Help us preserve Houston’s historic underground newspaper.
Did you work on Space City!, Houston’s historic underground newspaper?
Did you sell it? Did you read it?
You may be able to help us.
As part of a Space City! project, the New Journalism Project is assembling a collection to be digitized. And we need five issues from the final year of the paper, the year when the paper went weekly. If you have kept a stash of papers, as some of us have, please look through those seeds and stems now. If you are a junior archivist — a.k.a. hoarder — you may be able to find the following:
- Volume III / Number 23 / November 11, 1971
- Volume III / Number 26 / December 2, 1971
- Volume III / Number 32 / January 20, 1972
- Volume IV / 6/8/1972
- Volume IV / 7/6/1972
If you want to take a tour down memory lane, you can view the Space City! covers that we have assembled on Flickr.com.
Never underestimate the hoarders among us. We have two people, in particular, to thank for keeping the faith and the newspapers. Sherwood Bishop was the seventh member of the newspaper’s collective, joining the original six as quickly as he read the first issue. Sherwood has safeguarded his collection of Space City! newspapers for five decades. They currently reside in San Marcos, Texas.
Dennis Fitzgerald, one of the original six members of the newspaper’s staff, is no longer with us, but his spirit is alive and well. He kept the faith and the newspapers in British Columbia. Dennis’ daughter Kelly, who was featured with her parents as a babe in arms on the November 26, 1970 cover of Space City!, recently brought Dennis’ collection to Austin.
We have almost all of the 106 issues that were published. The newspaper changed its name once (it was originally Space City News) and then its logo several times, but it was a mainstay in Houston for three years. They were years of upheaval over the war in Vietnam and over black liberation. They were also years in which a rich counterculture began to emerge, years that helped usher in the Houston of today, resilient and more diverse than any other city in the United States.
So, dear readers, take a look through your closets and storage bins. If you can find the missing issues and reunite them with their sisters and brothers, we will be eternally grateful. We will reward you with a newly minted Space City! coffee mug and we will honor you in our Hoarder Hall of Fame.
Space City! made history and we are determined to honor that history, first by making the paper accessible to the world through a digital archive.
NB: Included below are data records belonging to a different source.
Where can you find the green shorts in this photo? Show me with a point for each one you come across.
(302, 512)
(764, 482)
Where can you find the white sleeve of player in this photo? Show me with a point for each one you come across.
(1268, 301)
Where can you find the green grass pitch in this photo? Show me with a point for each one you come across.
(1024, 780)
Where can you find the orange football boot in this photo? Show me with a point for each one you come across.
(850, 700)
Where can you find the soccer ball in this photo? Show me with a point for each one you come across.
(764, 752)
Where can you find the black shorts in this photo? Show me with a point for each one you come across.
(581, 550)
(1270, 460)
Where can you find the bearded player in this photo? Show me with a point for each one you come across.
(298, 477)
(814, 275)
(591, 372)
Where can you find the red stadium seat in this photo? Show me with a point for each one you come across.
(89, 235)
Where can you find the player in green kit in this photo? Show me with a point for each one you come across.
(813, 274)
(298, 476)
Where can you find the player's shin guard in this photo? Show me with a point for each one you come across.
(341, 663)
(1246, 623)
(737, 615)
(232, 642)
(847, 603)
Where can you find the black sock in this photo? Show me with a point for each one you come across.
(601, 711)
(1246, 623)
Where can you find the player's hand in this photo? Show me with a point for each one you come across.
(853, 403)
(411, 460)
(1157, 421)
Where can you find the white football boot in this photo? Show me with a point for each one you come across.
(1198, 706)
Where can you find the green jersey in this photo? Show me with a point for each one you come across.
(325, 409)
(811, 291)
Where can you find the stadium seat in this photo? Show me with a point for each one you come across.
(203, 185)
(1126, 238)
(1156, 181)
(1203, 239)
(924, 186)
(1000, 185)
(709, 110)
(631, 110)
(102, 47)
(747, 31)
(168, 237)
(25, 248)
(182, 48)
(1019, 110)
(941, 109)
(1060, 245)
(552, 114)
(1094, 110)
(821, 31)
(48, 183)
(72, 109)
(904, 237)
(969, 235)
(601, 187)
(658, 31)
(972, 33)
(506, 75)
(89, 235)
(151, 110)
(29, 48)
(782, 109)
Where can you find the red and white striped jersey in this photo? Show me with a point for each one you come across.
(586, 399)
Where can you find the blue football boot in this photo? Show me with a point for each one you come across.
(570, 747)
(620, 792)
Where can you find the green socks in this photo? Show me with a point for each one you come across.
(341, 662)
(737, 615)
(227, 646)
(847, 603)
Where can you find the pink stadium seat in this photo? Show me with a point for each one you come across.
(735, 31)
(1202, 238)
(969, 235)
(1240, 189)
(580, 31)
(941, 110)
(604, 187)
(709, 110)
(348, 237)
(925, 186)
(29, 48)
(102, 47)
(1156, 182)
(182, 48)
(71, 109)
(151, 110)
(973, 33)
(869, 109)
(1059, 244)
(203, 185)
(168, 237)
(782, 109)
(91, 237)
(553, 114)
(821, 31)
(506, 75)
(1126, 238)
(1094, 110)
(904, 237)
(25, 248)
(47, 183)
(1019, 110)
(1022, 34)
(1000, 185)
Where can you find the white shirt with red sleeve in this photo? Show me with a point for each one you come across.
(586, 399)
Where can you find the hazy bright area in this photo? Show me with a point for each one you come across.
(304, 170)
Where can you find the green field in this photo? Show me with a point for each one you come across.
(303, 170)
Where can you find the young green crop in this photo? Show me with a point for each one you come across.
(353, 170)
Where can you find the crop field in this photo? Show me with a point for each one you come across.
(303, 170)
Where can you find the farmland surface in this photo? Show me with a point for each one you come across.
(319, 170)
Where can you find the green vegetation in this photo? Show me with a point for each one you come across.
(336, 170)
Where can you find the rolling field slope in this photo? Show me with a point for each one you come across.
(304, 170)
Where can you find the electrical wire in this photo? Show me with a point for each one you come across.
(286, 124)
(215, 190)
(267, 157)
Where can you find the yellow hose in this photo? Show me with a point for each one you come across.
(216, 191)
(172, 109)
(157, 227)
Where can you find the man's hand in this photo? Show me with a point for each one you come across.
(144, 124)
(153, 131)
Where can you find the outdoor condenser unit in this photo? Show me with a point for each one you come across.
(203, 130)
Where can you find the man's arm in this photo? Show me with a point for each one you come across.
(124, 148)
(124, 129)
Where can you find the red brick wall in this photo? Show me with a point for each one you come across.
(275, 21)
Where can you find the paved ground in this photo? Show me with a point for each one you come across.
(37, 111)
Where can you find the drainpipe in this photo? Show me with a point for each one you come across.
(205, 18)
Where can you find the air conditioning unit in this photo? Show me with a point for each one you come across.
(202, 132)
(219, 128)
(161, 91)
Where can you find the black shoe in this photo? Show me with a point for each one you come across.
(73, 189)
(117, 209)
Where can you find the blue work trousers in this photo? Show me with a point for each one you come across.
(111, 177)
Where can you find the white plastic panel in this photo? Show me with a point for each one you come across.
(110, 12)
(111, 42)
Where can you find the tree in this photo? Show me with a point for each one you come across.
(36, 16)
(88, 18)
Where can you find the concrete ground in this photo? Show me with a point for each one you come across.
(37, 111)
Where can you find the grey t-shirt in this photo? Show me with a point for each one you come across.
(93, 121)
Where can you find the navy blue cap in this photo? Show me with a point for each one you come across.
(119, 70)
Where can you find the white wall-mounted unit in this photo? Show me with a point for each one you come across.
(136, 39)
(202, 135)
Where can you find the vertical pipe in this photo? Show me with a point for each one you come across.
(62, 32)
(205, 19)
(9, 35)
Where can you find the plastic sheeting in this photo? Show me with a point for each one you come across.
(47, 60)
Then, we will write a book, similar to our widely-acclaimed Celebrating The Rag, Austin’s Iconic Underground Paper.
Who knows? Then, we may produce a musical. Shades of Liberty Hall.
If you have any of these issues or if you would like to be involved in the Space City! project, please contact Thorne Dreyer or Alice Embree at editor@theragblog.com.
Read more about the Space City! project here.
[Alice Embree is an Austin writer and activist who serves on the board of directors of the New Journalism Project and is director of NJP Publishing. Embree, who was active in the women’s movement and contributed to Sisterhood is Powerful, was a founder of The Rag, and is an editor of the book, Celebrating The Rag: Austin’s Iconic Underground Newspaper.]
- Read more articles by Alice Embree on The Rag Blog.
- Also see “Underground in H-Town: A rich history of alternative media” by Thorne Dreyer / The Rag Blog.
I’m looking forward to that musical!
The missing issues have these covers:
V3 / Issue 23 Cartoon Mayor Welch with Money
V3 / Issue 32 Drawing of People Dancing
V4 / Issue 1 Photo of James E. “Jason” Lyons, Jr.
V4 / Issue 5 Cover image unknown
The list of the missing newspapers has been updated with the help of Houston Public Library. Thank you, librarians. Another update: only four missing!